Unter dem Management der prä- und postmehdornschen Gleis- und Schwellenschänder wurden nicht nur die Fristen für die Gesamtdauer der Hin- und Rückfahrten auf zwei Tage eingeschränkt. Es sind auch die eingangs erwähnten Kilometersammelstellen verschwunden; und für die Rücknahme nicht angestempelter Tickets verlangt die Bahn mittlerweile 15 Euro, was die Sache kaum mehr lohnenswert macht.

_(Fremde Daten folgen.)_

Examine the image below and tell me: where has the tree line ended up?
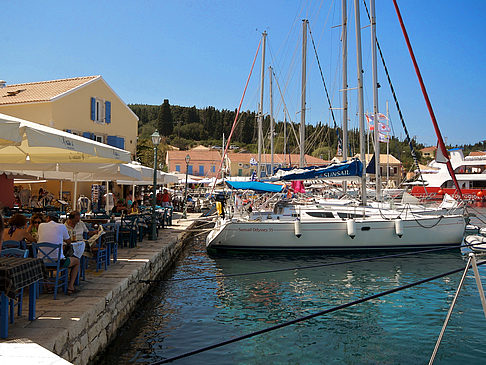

Dennoch sollte man die Augen offen halten! Innerhalb einer Woche fand ich auf meinen völlig zufällig gewählten Plätzen in der Spannnetzablage vor meinen Knien erst eine unbenutzte Fahrkarte von Berlin nach Basel, dann eine papierene Tickettasche mit Reservierung und einem 50-Euro-Schein sowie zuletzt einen zangenabdrucklosen Fahrschein einer ganzen Reisegruppe von Berlin nach Wolfsburg und zurück. Die wird nun wohl für die Heimfahrt aus der Autostadt aufs Taxi angewiesen sein.

Die ICEs kamen allesamt aus der Hauptstadt, und die Frage stellt sich, ob nicht das andauernde S-Bahn-Chaos in Berlin mittlerweile schon zur allgemeinen Reiseunfähigkeit geführt hat. Als Kind war ich es zwar gewohnt, bei jeder kleinen Autofahrt eine "Reisetablette" gegen Übelkeit zu bekommen - aber die Hauptstadtflüchtigen scheinen aus Angst vor der langen Reise nun ganz andere Mittel und Dosen einzuwerfen. Anders lässt sich der ständige Ticketkontrollverlust nicht erklären.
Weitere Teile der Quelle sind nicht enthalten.